Google's search engine is turning 20 years old. To mark the occasion, the tech giant is introducing a plethora of new search and discovery features that are aimed at making it easier for users to explore their favorite topics and easily find relevant content and information. Thus, Google Feed has officially been rebranded as 'Discover' – a name more befitting of the company's ambitions for the custom-tailored informational stream.
The fundamentals remain the same. As in, you'll still see recent searches and activity in card form, but the cards themselves have been given a fresh coat of paint with headers above each topic so you can easily keep track of what you're reading. And if you want to learn more about the topic at hand, you can tap the header to be taken to a list of other relevant articles and videos on the subject. If you're interested, you can also follow the topic of real-time updates on your device.
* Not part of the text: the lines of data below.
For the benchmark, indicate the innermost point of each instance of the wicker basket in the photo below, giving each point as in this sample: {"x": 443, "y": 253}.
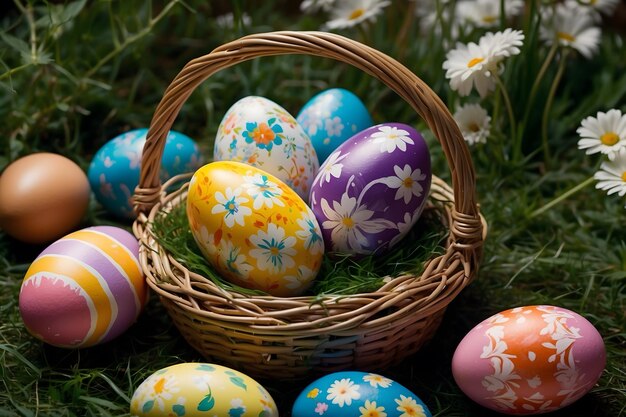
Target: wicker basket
{"x": 294, "y": 337}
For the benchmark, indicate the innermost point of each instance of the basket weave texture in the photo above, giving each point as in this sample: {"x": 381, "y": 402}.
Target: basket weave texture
{"x": 290, "y": 338}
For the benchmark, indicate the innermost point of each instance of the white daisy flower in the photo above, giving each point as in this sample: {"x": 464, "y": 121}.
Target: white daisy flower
{"x": 407, "y": 182}
{"x": 312, "y": 6}
{"x": 569, "y": 28}
{"x": 605, "y": 133}
{"x": 486, "y": 13}
{"x": 473, "y": 64}
{"x": 263, "y": 191}
{"x": 349, "y": 224}
{"x": 349, "y": 13}
{"x": 371, "y": 409}
{"x": 474, "y": 123}
{"x": 612, "y": 175}
{"x": 231, "y": 204}
{"x": 595, "y": 8}
{"x": 343, "y": 391}
{"x": 273, "y": 251}
{"x": 390, "y": 138}
{"x": 330, "y": 168}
Of course, if you don't want to see updates on certain topics, you can always tap the control icon at the bottom right corner of each card and choose whether you want to see "More" or "Less" about the subject in question. You’ll continue to see content from a range of sources on any given topic, helping you explore new ideas surrounding your interests.
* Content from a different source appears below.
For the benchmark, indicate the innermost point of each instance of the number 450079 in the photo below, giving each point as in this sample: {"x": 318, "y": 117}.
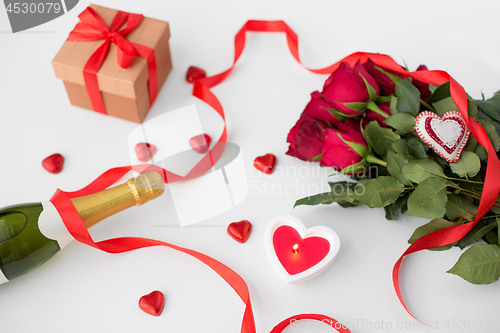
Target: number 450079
{"x": 24, "y": 7}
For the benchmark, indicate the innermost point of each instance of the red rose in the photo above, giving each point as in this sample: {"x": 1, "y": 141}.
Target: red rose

Discover will also surface new types of cards, including videos and evergreen content. Evergreen in this case pertains to articles and videos that might have been around for some time, but are "new to you," as Google puts it.
"For example, when you’re planning your next trip, Discover might show an article with the best places to eat or sights to see. Suddenly, a travel article published three months ago is timely for you."
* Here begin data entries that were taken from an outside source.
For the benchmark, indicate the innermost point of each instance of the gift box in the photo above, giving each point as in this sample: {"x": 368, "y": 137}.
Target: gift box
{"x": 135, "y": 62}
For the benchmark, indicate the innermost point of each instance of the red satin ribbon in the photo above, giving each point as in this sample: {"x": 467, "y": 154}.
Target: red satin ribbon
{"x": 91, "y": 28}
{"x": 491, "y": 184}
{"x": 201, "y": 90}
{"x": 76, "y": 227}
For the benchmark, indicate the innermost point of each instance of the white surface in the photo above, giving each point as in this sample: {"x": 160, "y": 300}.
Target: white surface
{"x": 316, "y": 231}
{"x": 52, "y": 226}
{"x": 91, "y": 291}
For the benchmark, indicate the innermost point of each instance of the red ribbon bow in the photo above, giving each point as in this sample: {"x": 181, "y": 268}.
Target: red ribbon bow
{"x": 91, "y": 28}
Google wants you to use Discover for more than simple web searches. Instead, the company wants the feed to be a tool that enables you to discover new interests and flesh-out your current skills
What's even more interesting is Google's push for using Discover as a tool to discover new hobbies and develop your current skill set. Using the Topic Layer in the Knowledge Graph, Discover can predict your level of expertise on a topic and help you further develop those interests. If you’re learning to play guitar, for example, you might see beginner content about learning chords. If you’re already a skilled musician, you may see a video on more advanced techniques.
Also, similar to Google Assistant on Home speakers, the new Discover feed is multilingual. It's currently capable of simultaneously displaying articles from sources in both English and Spanish, though the list of languages (and the regions where it is available) will expand as Google flips the server-side switch in more locations. But what's even cooler is that Google is bringing Discover out of the Google app and into all mobile browsers. That's right web searches through google.com on any mobile browser will feature the same, involved Discover feed like the main Google app.
Basically, Google wants you to think of Discover as your new mobile homepage, whether you're accessing it from a browser or the main Google app. It's a place where you can not only search, but also discover and explore useful information and find new sources of inspiration from across the web for the topics you care about most. The feature is going live in the US, but if it hasn't reached your region yet, keep your eyes peeled in the coming days and weeks. You know how it is with Google's staged roll-outs.